Emute by Peter Browne.
“Like kangaroos & echidnas, the presence of emus is a sure sign you’re in the bush. Comical looking creatures, their balding heads with oversized eyes, top necks that seem to stretch too far above bulbous bodies…”

TribeUte by Lewis Burns.
“The traditional symbols used in Aboriginal art across the country tell stories of the land and tribes, and depict our culture and our being…”

Clancy Stops the Overflow by Peter Mortimore.
“Our most celebrated stockman comes to the rescue again this time preventing a disastrous waste of valuable Bundy…”


The newly completed painted water tower in Coonamble, NSW. A huge 26m (85ft) high mural by John Murray, Bob Barrett and Sooty Walsh finished July 2017. It really stops you in your tracks as you are driving through Coonamble with its colourful beauty.


And last, but certainly not least the Weethalle Silo Art Project. This was only finished a couple of weeks before we arrived. This breathtaking mural was painted by Mongolian-born muralist Heesco Khosnaran and measures 31m x 21m (100ft x 70ft). It is spectacular! The detail in such a huge mural is incredible.

The idea of decorating silos, which store grain, with artwork is likely to continue across rural Australia after successful projects in both South Australian & Victoria through The Silo Art Trail. These huge murals are drawing tourists to small rural towns that are otherwise doing it tough. The flow on effect of tourists to those communities is huge.

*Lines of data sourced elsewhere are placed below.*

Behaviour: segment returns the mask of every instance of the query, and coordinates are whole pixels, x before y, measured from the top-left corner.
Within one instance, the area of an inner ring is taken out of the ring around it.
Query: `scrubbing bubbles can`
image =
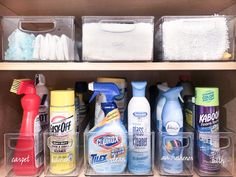
[[[219,89],[197,87],[195,91],[198,168],[214,174],[220,171]]]
[[[68,174],[76,168],[76,122],[74,91],[51,91],[50,172]]]

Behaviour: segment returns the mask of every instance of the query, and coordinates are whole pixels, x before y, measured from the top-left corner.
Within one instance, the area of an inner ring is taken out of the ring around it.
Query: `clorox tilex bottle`
[[[94,91],[90,101],[100,93],[106,97],[106,102],[101,104],[105,117],[88,133],[89,164],[96,173],[123,173],[127,165],[127,130],[114,102],[120,94],[119,88],[114,83],[93,82],[89,90]]]

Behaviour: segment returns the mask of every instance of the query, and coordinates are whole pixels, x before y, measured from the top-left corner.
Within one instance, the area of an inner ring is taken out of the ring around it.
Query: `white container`
[[[156,57],[163,61],[234,60],[234,28],[234,16],[164,16],[156,25]]]
[[[84,61],[152,61],[154,17],[85,16]]]

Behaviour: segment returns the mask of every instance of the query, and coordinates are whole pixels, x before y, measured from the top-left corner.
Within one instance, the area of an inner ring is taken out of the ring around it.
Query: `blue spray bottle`
[[[183,87],[174,87],[163,93],[166,102],[162,112],[161,168],[170,174],[183,172],[182,147],[183,113],[179,95]]]
[[[120,112],[114,99],[120,94],[114,83],[92,82],[89,90],[94,91],[90,101],[102,93],[104,119],[94,126],[88,135],[88,161],[96,173],[123,173],[127,165],[127,130],[121,122]]]

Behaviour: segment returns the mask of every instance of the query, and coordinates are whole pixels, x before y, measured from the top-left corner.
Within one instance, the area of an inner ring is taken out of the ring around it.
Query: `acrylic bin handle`
[[[27,23],[32,23],[32,24],[40,24],[40,23],[45,23],[45,24],[53,24],[53,27],[51,29],[47,30],[27,30],[22,27],[22,24],[27,24]],[[37,20],[19,20],[18,22],[18,29],[26,32],[26,33],[49,33],[52,31],[55,31],[57,26],[57,22],[53,19],[37,19]]]
[[[33,147],[31,146],[31,147],[24,147],[24,148],[17,148],[17,147],[13,147],[12,145],[11,145],[11,142],[12,141],[19,141],[19,140],[33,140],[33,138],[32,137],[25,137],[25,138],[23,138],[23,137],[10,137],[8,140],[7,140],[7,147],[9,148],[9,149],[11,149],[11,150],[17,150],[17,151],[30,151],[30,150],[32,150],[33,149]]]

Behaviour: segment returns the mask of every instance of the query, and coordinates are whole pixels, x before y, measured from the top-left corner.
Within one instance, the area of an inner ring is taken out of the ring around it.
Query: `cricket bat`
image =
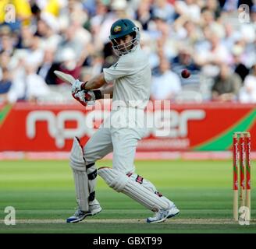
[[[73,83],[76,81],[76,79],[68,73],[65,73],[59,70],[55,70],[53,72],[59,79],[63,80],[65,82],[73,85]],[[95,105],[95,100],[87,102],[87,106],[94,105]]]
[[[59,79],[63,80],[65,82],[73,85],[73,83],[76,81],[74,77],[63,72],[55,70],[53,72]]]

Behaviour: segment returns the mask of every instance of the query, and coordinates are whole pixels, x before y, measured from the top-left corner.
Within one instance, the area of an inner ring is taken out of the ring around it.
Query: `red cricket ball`
[[[181,75],[183,78],[188,78],[189,76],[190,76],[190,72],[187,70],[187,69],[183,69],[182,72],[181,72]]]

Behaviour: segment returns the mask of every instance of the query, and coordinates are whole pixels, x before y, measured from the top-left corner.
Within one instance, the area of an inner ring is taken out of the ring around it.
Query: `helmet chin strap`
[[[114,50],[115,54],[117,56],[121,56],[121,55],[126,54],[131,52],[133,51],[133,49],[135,48],[139,43],[137,37],[135,37],[133,40],[131,40],[130,41],[125,43],[122,45],[118,44],[116,39],[112,39],[112,40],[115,42],[115,43],[112,42],[112,44],[113,44],[112,48]],[[115,45],[114,44],[116,44],[117,45]],[[130,48],[127,49],[127,47],[130,47]]]

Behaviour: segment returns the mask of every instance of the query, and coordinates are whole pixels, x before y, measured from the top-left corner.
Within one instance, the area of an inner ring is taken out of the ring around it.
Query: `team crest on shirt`
[[[121,31],[121,30],[122,30],[122,28],[121,28],[120,26],[116,26],[114,27],[114,32],[115,32],[115,33],[119,32],[119,31]]]

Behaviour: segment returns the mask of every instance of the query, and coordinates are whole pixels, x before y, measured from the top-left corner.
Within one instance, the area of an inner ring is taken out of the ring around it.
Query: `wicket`
[[[239,208],[245,211],[246,219],[251,219],[251,135],[235,132],[233,135],[233,218],[238,220]],[[238,163],[239,161],[239,163]],[[239,170],[238,170],[239,163]],[[239,184],[238,184],[238,174]],[[239,199],[238,200],[238,195]]]

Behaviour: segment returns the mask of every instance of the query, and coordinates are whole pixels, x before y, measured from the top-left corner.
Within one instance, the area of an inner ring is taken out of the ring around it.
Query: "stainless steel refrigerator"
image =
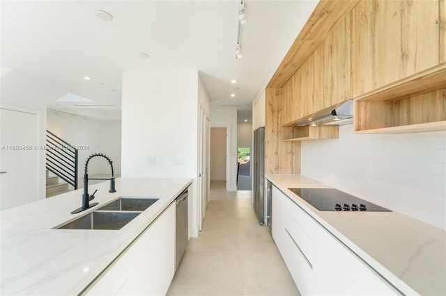
[[[252,149],[252,176],[254,180],[252,194],[254,210],[261,225],[265,217],[265,128],[259,127],[254,131]]]

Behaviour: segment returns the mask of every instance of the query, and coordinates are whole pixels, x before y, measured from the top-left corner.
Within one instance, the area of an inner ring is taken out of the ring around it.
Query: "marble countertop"
[[[320,211],[288,188],[331,186],[301,175],[266,177],[404,294],[446,295],[444,230],[395,211]]]
[[[0,294],[78,295],[149,225],[185,188],[190,179],[116,179],[98,189],[99,205],[71,215],[82,206],[83,190],[0,212]],[[95,211],[119,196],[160,199],[120,230],[54,229]]]

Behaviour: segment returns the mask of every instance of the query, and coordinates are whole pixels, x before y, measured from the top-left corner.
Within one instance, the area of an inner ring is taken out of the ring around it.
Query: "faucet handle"
[[[98,191],[98,189],[96,189],[95,192],[93,192],[93,194],[89,197],[89,200],[93,200],[95,199],[95,193],[96,193],[97,191]]]

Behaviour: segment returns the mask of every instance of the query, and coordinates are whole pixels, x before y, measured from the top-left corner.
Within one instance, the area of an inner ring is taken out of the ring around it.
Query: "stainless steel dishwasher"
[[[178,267],[189,241],[189,195],[187,188],[176,199],[176,251],[175,252],[175,271]]]

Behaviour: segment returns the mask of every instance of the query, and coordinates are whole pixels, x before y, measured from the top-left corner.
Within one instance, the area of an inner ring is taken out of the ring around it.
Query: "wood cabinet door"
[[[440,0],[440,49],[439,63],[446,63],[446,0]]]
[[[323,51],[318,47],[308,58],[308,114],[323,109]]]
[[[280,114],[282,124],[295,120],[296,108],[293,86],[293,78],[291,77],[281,89]]]
[[[323,55],[323,108],[351,99],[350,16],[325,38]]]
[[[355,7],[350,15],[355,97],[438,64],[438,1],[371,0]]]
[[[300,66],[294,75],[296,88],[295,100],[298,103],[298,114],[296,120],[309,115],[309,97],[308,97],[308,61]]]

And so ends our journey. I really hope you have enjoyed your look around some of outback Australia and it inspires you to take the road less travelled when you are planning your next holiday... in whichever country you are.

Saturday

Beautiful Scenery

In Queensland’s Central Highlands is Carnarvon Gorge,
a spectacular oasis in a semi-arid region.




The 35-kilometre gorge was created by water erosion through the soft sandstone over millions of years.


 Spectacular walking tracks that took your breath away...


 ... as did the 11.5km we hiked.

And the locals are really friendly.

Friday

Station Life

Like most farmers we love visiting other farms, particularly those that are so different to our everyday.  So whilst we were in central Queensland Shandonvale Station gave us the opportunity to experience a taste of outback station life.

And what a unique experience it was.

Spending the night in the beautifully restored 100 year old shearers quarters was unforgettable.

The 15,000 acre station is remote.

At the moment the station has 3,000 dorper sheep and use donkeys to protect them from wild dogs.

Lambing in a drought can be tough. They were bottle rearing 28 lambs when we were there. This little guy we picked up when out checking the water troughs.

Camels are used as a natural way to combat Prickly Acacia, a weed that was taking over.

Being remote the owners need to be as self-sufficient as possible. Duck is sometimes on the menu.

A beautiful reprieve from the somewhat harsh environment.

And time to sit back and enjoy. What’s not to love!

Thursday

Jump-ups & Lookouts

Jump-ups (small hills) randomly dot the landscape in outback Queensland.
(Hoover mouse over each photo for location)


Fittingly named. 

From the top, the town of Quilpie off in the distance.

Jump-ups are a feature of the Channel Country & Mitchell Grass Downs.

Swanvale jump-up was extra large.

A mountain range, part of the Great Dividing Range.

Sometimes we had company,

most times we had the lookouts all to ourselves

to watch the sunset across the flat landscape.